Historically, it’s been difficult to make a difference for these vulnerable populations. But that’s changing as plans, providers, and policymakers increasingly devote attention and resources to social determinants of health.
At AHIP’s National Conference on Medicaid on Wednesday, Toby Douglas, senior vice president of national Medicaid programs at Kaiser Permanente, discussed some of the work the healthcare giant is doing to care for homeless populations.
Kaiser clinicians screen patients for housing needs and, if necessary, refer them to community resources, Douglas said. And amid efforts to improve the coordination of medical care, Kaiser is also coordinating social services for members in need.
The Oakland-based insurer has close to 1 million members in its Medicaid plans. Across all of its plans, 30% of members are at risk of becoming income, food, or housing-insecure, Douglas said. Plus, of the ten cities with the highest rates of homelessness, six are in areas Kaiser serves, he noted.
Integrating medical care and social services can make a difference, said John Lovelace of the University of Pittsburgh Medical Center (UPMC) Health Plan.
Working with nurses, community health workers, and staff from the Department of Housing and Urban Development (HUD), UPMC was able to house 85% of members with high healthcare expenditures that it identified as homeless (per HUD criteria).
As a result, unplanned medical costs and facility days among those members decreased considerably. Planned office visits, however, increased—signifying better access to preventive and disease-management services.
These initial efforts are like “shiny pennies that will get the attention of the whole field," said Jennifer Leimaile Ho, a consultant who worked in managed care for Blue Cross Blue Shield of Minnesota and United Health Group and, more recently, worked in multiple roles to prevent and end homelessness under the Obama administration. Those isolated investments "will surely improve the lives of each person that they reach," she said.
But industry players can do more to focus on issues like homelessness, she added
"We might need to do this work in a radically different way," she said. "Undistracted by shiny pennies, medical loss ratio, member retention, swings in Congress, or anything else."

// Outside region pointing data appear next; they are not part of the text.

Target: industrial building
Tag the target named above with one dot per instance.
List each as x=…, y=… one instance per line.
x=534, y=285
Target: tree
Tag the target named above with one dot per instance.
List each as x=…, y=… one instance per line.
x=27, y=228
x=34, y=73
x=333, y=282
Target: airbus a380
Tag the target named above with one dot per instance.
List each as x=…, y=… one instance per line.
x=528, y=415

Health disparities are “something of a euphemism for racial disparities,” Ho noted. She encouraged the healthcare sector to work directly with—and invest in—leaders and organizations in affected communities to make the biggest impact.
Moreover, she added, AHIP is one of the strongest lobbying forces on Capitol Hill. Member organizations have the power to tell Congress to invest in affordable housing, food assistance, transportation, and other programs that are critical in the fight against poverty.
“Over the long term,” she believes, we can learn “how to get it right.”